Laboratory for Advanced Nuclear Energy, Institute of Innovative Research, Tokyo Institute of Technology, 2-12-1 Ookayama, Meguro-ku, Tokyo 152-8550 Japan.
Department of Interdisciplinary Environment, Graduate School of Human and Environmental Sciences, Kyoto University, Yoshidanihonmatsucho, Sakyo-ku, Kyoto 606-8501 Japan.
J Radiat Res. 2021 Mar 10;62(2):198-205. doi: 10.1093/jrr/rraa128.
The biological effects of ionizing radiation, especially those of sparsely ionizing radiations like X-ray and γ-ray, are generally reduced as the dose rate is reduced. This phenomenon is known as 'the dose-rate effect'. The dose-rate effect is considered to be due to the repair of DNA damage during irradiation but the precise mechanisms for the dose-rate effect remain to be clarified. Ku70, Ku86 and DNA-dependent protein kinase catalytic subunit (DNA-PKcs) are thought to comprise the sensor for DNA double-strand break (DSB) repair through non-homologous end joining (NHEJ).
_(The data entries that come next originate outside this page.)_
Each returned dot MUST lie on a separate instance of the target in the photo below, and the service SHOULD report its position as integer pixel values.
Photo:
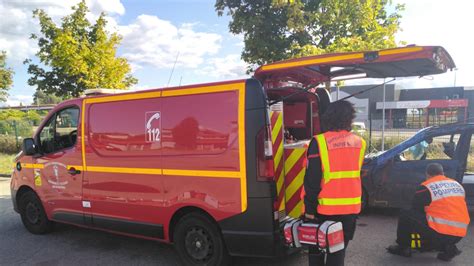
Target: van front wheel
(33, 215)
(198, 241)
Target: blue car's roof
(421, 135)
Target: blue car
(390, 178)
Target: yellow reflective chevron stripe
(277, 127)
(339, 201)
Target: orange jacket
(447, 213)
(342, 155)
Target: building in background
(410, 108)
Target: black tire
(33, 215)
(198, 241)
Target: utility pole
(383, 117)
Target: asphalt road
(69, 245)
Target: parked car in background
(359, 127)
(391, 178)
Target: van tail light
(264, 156)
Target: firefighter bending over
(332, 186)
(438, 215)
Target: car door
(468, 179)
(59, 162)
(406, 173)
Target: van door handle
(73, 171)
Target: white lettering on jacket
(445, 188)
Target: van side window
(47, 136)
(61, 131)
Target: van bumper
(13, 197)
(256, 244)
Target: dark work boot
(450, 251)
(399, 250)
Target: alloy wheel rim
(198, 244)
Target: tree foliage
(41, 97)
(78, 55)
(6, 77)
(277, 29)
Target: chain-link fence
(12, 133)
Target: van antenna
(172, 70)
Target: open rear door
(398, 62)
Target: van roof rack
(95, 92)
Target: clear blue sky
(155, 32)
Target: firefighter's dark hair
(338, 116)
(434, 169)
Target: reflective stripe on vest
(447, 213)
(446, 222)
(332, 201)
(340, 201)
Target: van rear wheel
(198, 241)
(32, 214)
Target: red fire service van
(213, 168)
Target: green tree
(277, 29)
(41, 97)
(78, 55)
(6, 77)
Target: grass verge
(6, 163)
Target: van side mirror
(29, 147)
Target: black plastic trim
(130, 227)
(69, 217)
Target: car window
(470, 158)
(61, 131)
(437, 148)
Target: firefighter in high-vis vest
(332, 187)
(438, 217)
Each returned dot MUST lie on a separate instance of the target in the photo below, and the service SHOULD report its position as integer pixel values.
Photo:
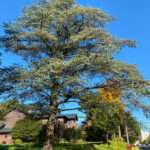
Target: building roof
(37, 115)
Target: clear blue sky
(132, 22)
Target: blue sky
(132, 22)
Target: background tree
(66, 46)
(27, 130)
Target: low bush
(115, 144)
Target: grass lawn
(57, 147)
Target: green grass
(57, 147)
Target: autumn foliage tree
(65, 46)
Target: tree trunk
(49, 140)
(51, 124)
(119, 132)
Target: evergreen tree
(66, 46)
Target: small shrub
(115, 144)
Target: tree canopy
(66, 45)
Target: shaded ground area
(145, 148)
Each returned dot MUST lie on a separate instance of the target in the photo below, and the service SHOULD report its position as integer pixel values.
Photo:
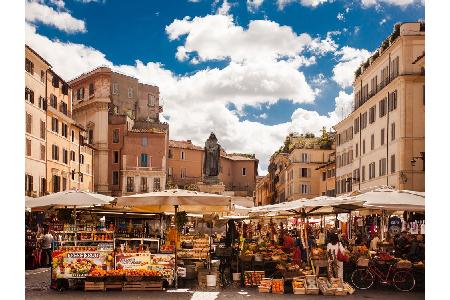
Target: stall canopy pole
(176, 242)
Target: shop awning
(70, 199)
(164, 201)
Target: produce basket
(362, 262)
(403, 264)
(311, 285)
(278, 286)
(299, 286)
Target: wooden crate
(142, 286)
(113, 285)
(94, 286)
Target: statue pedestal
(218, 188)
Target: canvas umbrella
(174, 200)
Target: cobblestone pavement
(37, 281)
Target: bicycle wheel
(403, 281)
(362, 279)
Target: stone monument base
(218, 188)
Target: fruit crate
(94, 286)
(142, 286)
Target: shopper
(334, 246)
(47, 241)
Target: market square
(288, 165)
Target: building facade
(36, 69)
(116, 107)
(379, 141)
(185, 167)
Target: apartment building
(137, 157)
(237, 171)
(382, 142)
(36, 69)
(113, 106)
(327, 184)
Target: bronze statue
(212, 156)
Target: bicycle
(401, 278)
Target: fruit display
(278, 286)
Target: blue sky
(290, 72)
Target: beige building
(382, 142)
(116, 107)
(36, 69)
(236, 171)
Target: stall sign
(133, 261)
(78, 264)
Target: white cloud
(253, 5)
(349, 60)
(36, 12)
(309, 3)
(401, 3)
(224, 9)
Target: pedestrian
(337, 250)
(47, 241)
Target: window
(55, 152)
(115, 177)
(151, 100)
(65, 156)
(29, 122)
(130, 184)
(392, 131)
(156, 184)
(115, 88)
(144, 186)
(373, 85)
(80, 94)
(363, 120)
(56, 183)
(29, 66)
(28, 147)
(91, 89)
(382, 107)
(144, 160)
(55, 125)
(392, 163)
(305, 157)
(304, 188)
(372, 113)
(372, 170)
(91, 136)
(356, 125)
(53, 101)
(392, 101)
(382, 167)
(29, 95)
(42, 152)
(116, 135)
(64, 130)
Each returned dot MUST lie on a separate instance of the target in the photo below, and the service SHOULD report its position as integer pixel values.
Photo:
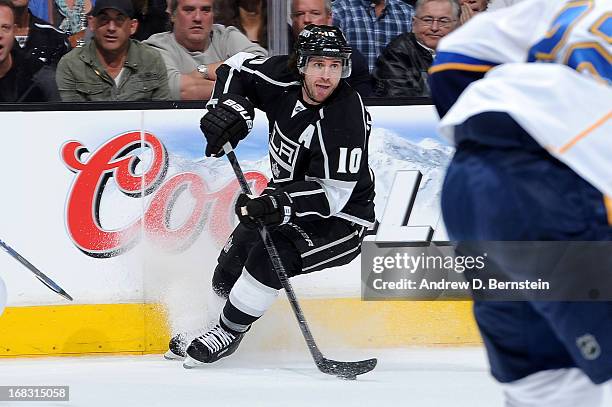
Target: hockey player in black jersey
(319, 201)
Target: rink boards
(120, 209)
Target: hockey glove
(271, 210)
(230, 120)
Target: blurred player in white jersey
(524, 93)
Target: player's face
(112, 30)
(304, 12)
(7, 34)
(476, 5)
(193, 21)
(321, 78)
(433, 21)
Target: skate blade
(190, 363)
(169, 355)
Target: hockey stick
(344, 370)
(39, 274)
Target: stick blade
(346, 370)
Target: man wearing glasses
(112, 67)
(401, 69)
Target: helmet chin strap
(305, 88)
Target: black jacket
(401, 68)
(28, 80)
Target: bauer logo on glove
(229, 121)
(269, 210)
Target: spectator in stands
(401, 69)
(249, 16)
(196, 47)
(469, 8)
(21, 81)
(112, 66)
(304, 12)
(38, 38)
(369, 25)
(152, 18)
(69, 15)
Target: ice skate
(215, 344)
(177, 347)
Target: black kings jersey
(318, 154)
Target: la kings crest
(283, 155)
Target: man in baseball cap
(124, 7)
(112, 67)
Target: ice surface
(419, 377)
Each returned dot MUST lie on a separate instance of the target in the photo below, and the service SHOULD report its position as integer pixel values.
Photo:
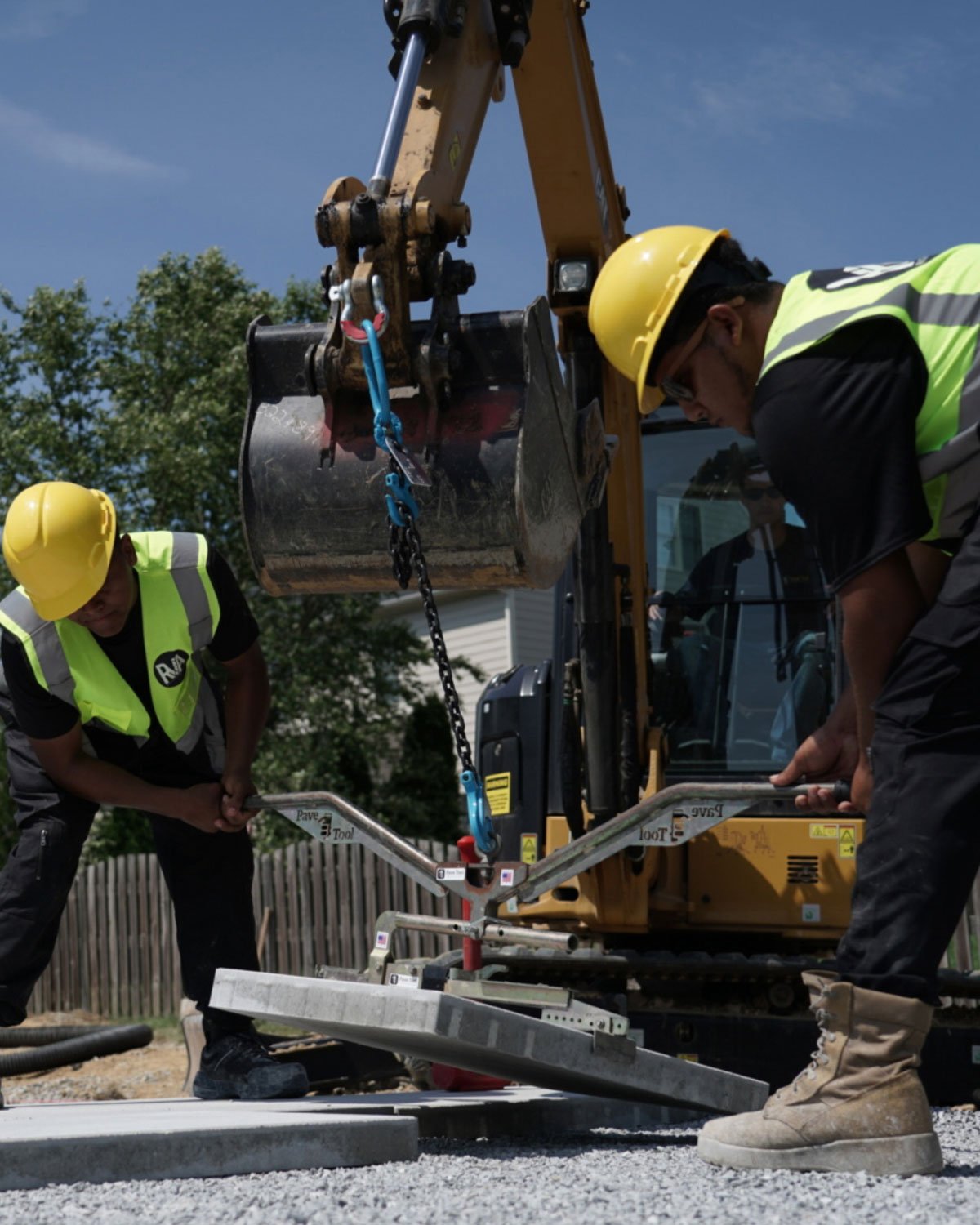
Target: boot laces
(818, 1058)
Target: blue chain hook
(478, 810)
(401, 506)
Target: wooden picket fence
(314, 904)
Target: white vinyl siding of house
(494, 630)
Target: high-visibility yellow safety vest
(180, 615)
(938, 301)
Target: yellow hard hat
(58, 541)
(635, 293)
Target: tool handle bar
(661, 808)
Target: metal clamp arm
(333, 820)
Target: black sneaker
(237, 1065)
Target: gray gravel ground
(602, 1178)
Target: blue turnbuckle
(387, 424)
(478, 810)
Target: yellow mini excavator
(636, 867)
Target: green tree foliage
(421, 798)
(149, 403)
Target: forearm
(112, 786)
(247, 705)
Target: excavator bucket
(514, 466)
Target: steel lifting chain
(406, 550)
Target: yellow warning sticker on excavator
(499, 793)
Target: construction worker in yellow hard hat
(862, 387)
(105, 702)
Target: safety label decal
(451, 874)
(497, 788)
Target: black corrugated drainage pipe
(63, 1045)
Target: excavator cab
(742, 627)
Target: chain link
(404, 546)
(401, 558)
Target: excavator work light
(572, 281)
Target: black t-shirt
(44, 717)
(835, 426)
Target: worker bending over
(105, 702)
(862, 387)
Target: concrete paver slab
(480, 1038)
(108, 1142)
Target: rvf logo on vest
(169, 668)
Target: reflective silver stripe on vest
(958, 458)
(191, 587)
(54, 666)
(942, 310)
(185, 560)
(206, 722)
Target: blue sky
(820, 135)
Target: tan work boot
(859, 1105)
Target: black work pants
(208, 877)
(921, 848)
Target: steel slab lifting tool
(462, 1018)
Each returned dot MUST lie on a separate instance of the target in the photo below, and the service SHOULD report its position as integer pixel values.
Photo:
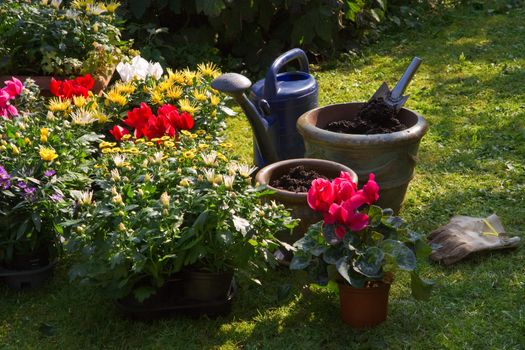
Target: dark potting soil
(375, 117)
(297, 179)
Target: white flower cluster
(139, 69)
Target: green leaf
(370, 263)
(332, 254)
(404, 256)
(375, 214)
(421, 288)
(300, 261)
(144, 292)
(329, 234)
(212, 8)
(37, 221)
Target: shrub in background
(176, 32)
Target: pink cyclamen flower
(321, 195)
(370, 190)
(344, 187)
(13, 87)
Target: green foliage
(32, 193)
(374, 253)
(162, 207)
(254, 32)
(45, 39)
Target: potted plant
(43, 39)
(40, 156)
(289, 180)
(163, 209)
(391, 156)
(360, 246)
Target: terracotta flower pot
(296, 202)
(391, 157)
(364, 307)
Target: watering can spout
(235, 85)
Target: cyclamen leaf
(300, 261)
(370, 263)
(404, 256)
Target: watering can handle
(270, 81)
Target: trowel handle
(402, 84)
(270, 81)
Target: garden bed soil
(375, 117)
(297, 179)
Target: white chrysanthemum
(82, 117)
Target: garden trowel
(394, 99)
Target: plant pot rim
(306, 125)
(319, 164)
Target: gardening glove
(464, 235)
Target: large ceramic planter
(391, 157)
(296, 202)
(364, 307)
(43, 81)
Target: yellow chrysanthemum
(117, 98)
(188, 154)
(157, 97)
(209, 70)
(175, 92)
(79, 101)
(165, 85)
(190, 76)
(176, 77)
(102, 118)
(187, 106)
(47, 154)
(124, 88)
(56, 104)
(200, 95)
(215, 100)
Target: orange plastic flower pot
(364, 307)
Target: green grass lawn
(471, 89)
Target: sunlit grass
(471, 162)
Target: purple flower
(4, 178)
(49, 172)
(29, 193)
(57, 197)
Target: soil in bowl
(297, 179)
(375, 117)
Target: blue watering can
(274, 105)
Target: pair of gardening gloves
(464, 235)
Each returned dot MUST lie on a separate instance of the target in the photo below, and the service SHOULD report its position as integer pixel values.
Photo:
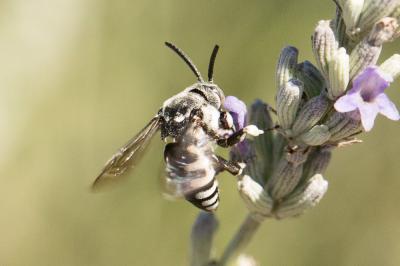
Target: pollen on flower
(237, 109)
(368, 97)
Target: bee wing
(126, 157)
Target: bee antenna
(211, 64)
(186, 59)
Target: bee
(195, 121)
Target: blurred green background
(79, 78)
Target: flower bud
(336, 121)
(374, 10)
(312, 79)
(396, 13)
(286, 65)
(317, 135)
(264, 144)
(303, 198)
(352, 127)
(310, 114)
(297, 156)
(201, 238)
(391, 66)
(324, 45)
(255, 197)
(287, 102)
(317, 162)
(339, 70)
(351, 11)
(384, 31)
(284, 180)
(367, 52)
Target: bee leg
(239, 136)
(231, 140)
(230, 166)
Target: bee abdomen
(206, 197)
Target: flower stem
(241, 239)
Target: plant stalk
(241, 239)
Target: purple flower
(237, 109)
(368, 98)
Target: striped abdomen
(191, 170)
(205, 198)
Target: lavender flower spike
(237, 109)
(368, 97)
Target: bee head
(207, 89)
(210, 92)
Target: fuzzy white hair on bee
(194, 122)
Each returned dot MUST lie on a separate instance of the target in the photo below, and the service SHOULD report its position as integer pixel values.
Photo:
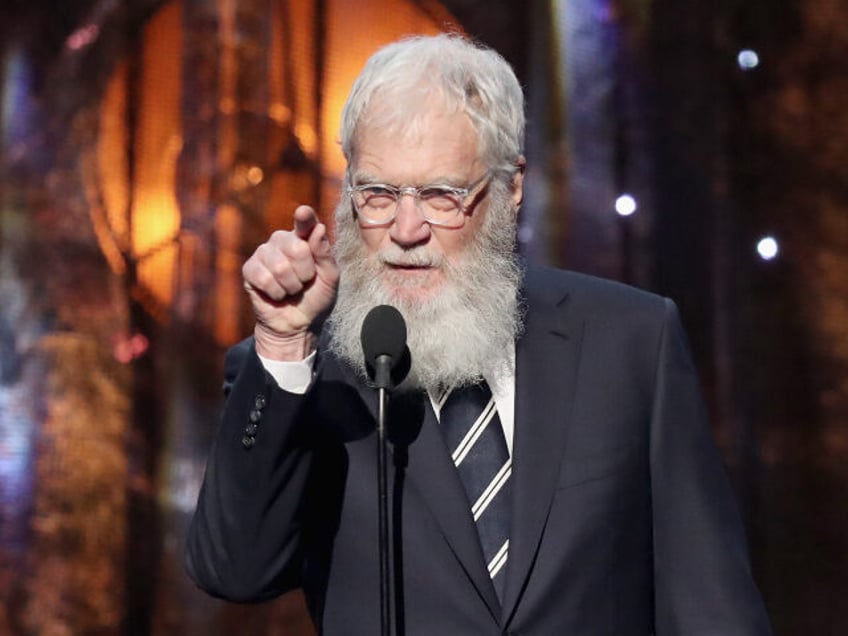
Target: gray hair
(469, 77)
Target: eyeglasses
(443, 205)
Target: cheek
(373, 237)
(454, 242)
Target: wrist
(284, 347)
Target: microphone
(383, 339)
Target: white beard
(466, 330)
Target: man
(607, 510)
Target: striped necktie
(474, 436)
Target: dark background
(120, 246)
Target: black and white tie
(475, 438)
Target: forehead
(435, 143)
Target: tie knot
(469, 397)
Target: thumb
(319, 243)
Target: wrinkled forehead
(406, 115)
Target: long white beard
(465, 330)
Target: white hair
(467, 76)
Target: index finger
(305, 221)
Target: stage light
(767, 248)
(748, 59)
(625, 205)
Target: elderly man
(581, 494)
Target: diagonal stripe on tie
(473, 433)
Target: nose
(409, 227)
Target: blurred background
(696, 148)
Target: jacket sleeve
(703, 583)
(243, 543)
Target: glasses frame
(415, 192)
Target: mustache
(414, 257)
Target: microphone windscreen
(383, 333)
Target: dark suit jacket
(624, 523)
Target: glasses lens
(375, 203)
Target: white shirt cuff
(294, 377)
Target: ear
(518, 182)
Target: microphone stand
(383, 380)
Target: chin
(413, 284)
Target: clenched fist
(291, 280)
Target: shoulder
(593, 297)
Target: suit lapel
(546, 373)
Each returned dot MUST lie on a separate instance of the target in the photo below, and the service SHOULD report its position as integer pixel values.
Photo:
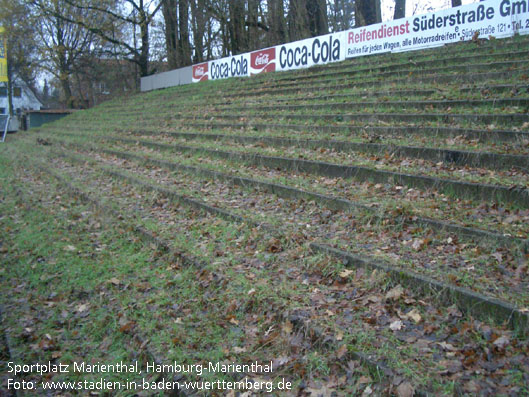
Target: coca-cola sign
(200, 72)
(263, 61)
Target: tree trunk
(237, 29)
(199, 16)
(171, 32)
(253, 31)
(298, 21)
(276, 21)
(317, 16)
(400, 9)
(184, 44)
(367, 12)
(143, 59)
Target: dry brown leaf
(396, 325)
(346, 273)
(395, 293)
(405, 389)
(341, 351)
(414, 315)
(502, 342)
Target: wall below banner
(494, 18)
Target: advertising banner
(235, 66)
(309, 52)
(263, 61)
(3, 56)
(484, 19)
(200, 72)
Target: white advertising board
(496, 18)
(235, 66)
(309, 52)
(488, 18)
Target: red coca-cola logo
(263, 61)
(200, 72)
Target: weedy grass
(84, 284)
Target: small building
(36, 118)
(23, 98)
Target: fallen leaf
(238, 350)
(447, 346)
(395, 293)
(287, 327)
(414, 315)
(405, 389)
(346, 273)
(341, 351)
(396, 325)
(502, 342)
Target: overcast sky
(416, 7)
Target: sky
(416, 7)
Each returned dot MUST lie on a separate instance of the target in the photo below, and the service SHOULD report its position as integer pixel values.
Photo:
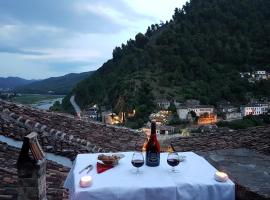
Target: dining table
(193, 180)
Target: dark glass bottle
(152, 148)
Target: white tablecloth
(195, 181)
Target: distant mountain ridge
(199, 54)
(56, 85)
(13, 82)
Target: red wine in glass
(137, 160)
(137, 163)
(173, 160)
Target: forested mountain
(198, 54)
(57, 85)
(12, 82)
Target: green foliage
(198, 55)
(59, 85)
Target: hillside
(58, 85)
(198, 54)
(12, 82)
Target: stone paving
(66, 135)
(55, 176)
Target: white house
(163, 103)
(261, 75)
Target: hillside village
(173, 117)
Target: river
(49, 156)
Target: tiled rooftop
(55, 176)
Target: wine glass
(173, 160)
(137, 160)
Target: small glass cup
(137, 160)
(173, 160)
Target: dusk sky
(44, 38)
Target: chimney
(31, 170)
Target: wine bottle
(153, 148)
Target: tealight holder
(221, 176)
(86, 181)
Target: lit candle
(85, 181)
(221, 176)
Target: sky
(48, 38)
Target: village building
(254, 109)
(163, 104)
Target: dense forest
(198, 54)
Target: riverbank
(40, 101)
(55, 176)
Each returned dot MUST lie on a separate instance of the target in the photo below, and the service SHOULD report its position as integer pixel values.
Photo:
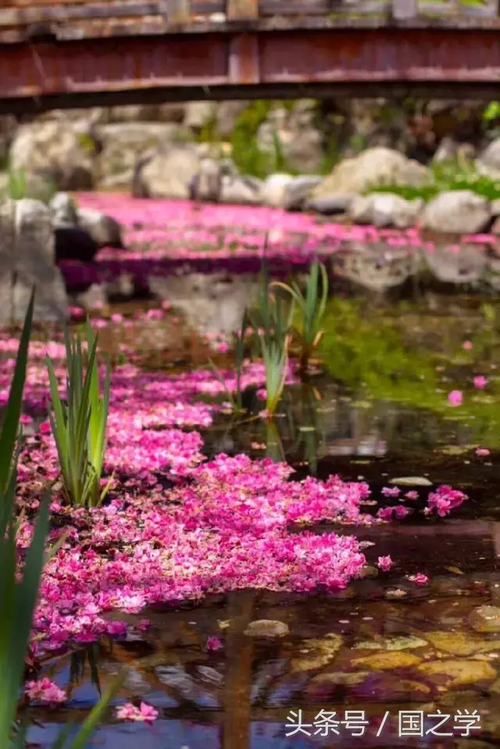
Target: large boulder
(466, 263)
(55, 152)
(376, 266)
(103, 229)
(27, 259)
(87, 228)
(384, 210)
(166, 173)
(457, 212)
(274, 189)
(207, 183)
(373, 168)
In this study, we measured the clonogenic ability of Ku70-, Ku86- or DNA-PKcs-deficient rodent cells, in parallel with respective control cells, in response to high dose-rate (HDR) and low dose-rate (LDR) γ-ray radiation (~0.9 and ~1 mGy/min, respectively). Control cells and murine embryonic fibroblasts (MEF) from a severe combined immunodeficiency (scid) mouse, which is DNA-PKcs-deficient, showed higher cell survival after LDR irradiation than after HDR irradiation at the same dose. On the other hand, MEF from Ku70-/- mice exhibited lower clonogenic cell survival after LDR irradiation than after HDR irradiation. XR-V15B and xrs-5 cells, which are Ku86-deficient, exhibited mostly identical clonogenic cell survival after LDR and HDR irradiation. Thus, the dose-rate effect in terms of clonogenic cell survival is diminished or even inversed in Ku-deficient rodent cells. These observations indicate the involvement of Ku in the dose-rate effect.
电离辐射的生物效应,尤其是 X 射线和γ射线等稀疏电离辐射的生物效应,通常随着剂量率的降低而降低。这种现象被称为“剂量率效应”。剂量率效应被认为是由于在照射过程中 DNA 损伤的修复,但剂量率效应的确切机制仍有待阐明。Ku70、Ku86 和 DNA 依赖性蛋白激酶催化亚基(DNA-PKcs)被认为构成了通过非同源末端连接(NHEJ)修复 DNA 双链断裂(DSB)的传感器。在这项研究中,我们平行测量了 Ku70、Ku86 或 DNA-PKcs 缺陷型啮齿动物细胞以及各自的对照细胞对高剂量率(HDR)和低剂量率(LDR)γ射线辐射(分别约为 0.9 和 1 mGy/min)的集落形成能力。对照细胞和严重联合免疫缺陷(scid)小鼠(其 DNA-PKcs 缺陷)的鼠胚胎成纤维细胞(MEF)在 LDR 照射后比 HDR 照射后的细胞存活率更高。另一方面,Ku70-/- 小鼠的 MEF 在 LDR 照射后比 HDR 照射后的集落形成细胞存活率更低。Ku86 缺陷的 XR-V15B 和 xrs-5 细胞在 LDR 和 HDR 照射后表现出相似的集落形成细胞存活率。因此,在 Ku 缺陷型啮齿动物细胞中,集落形成细胞存活率的剂量率效应减弱甚至逆转。这些观察结果表明 Ku 参与了剂量率效应。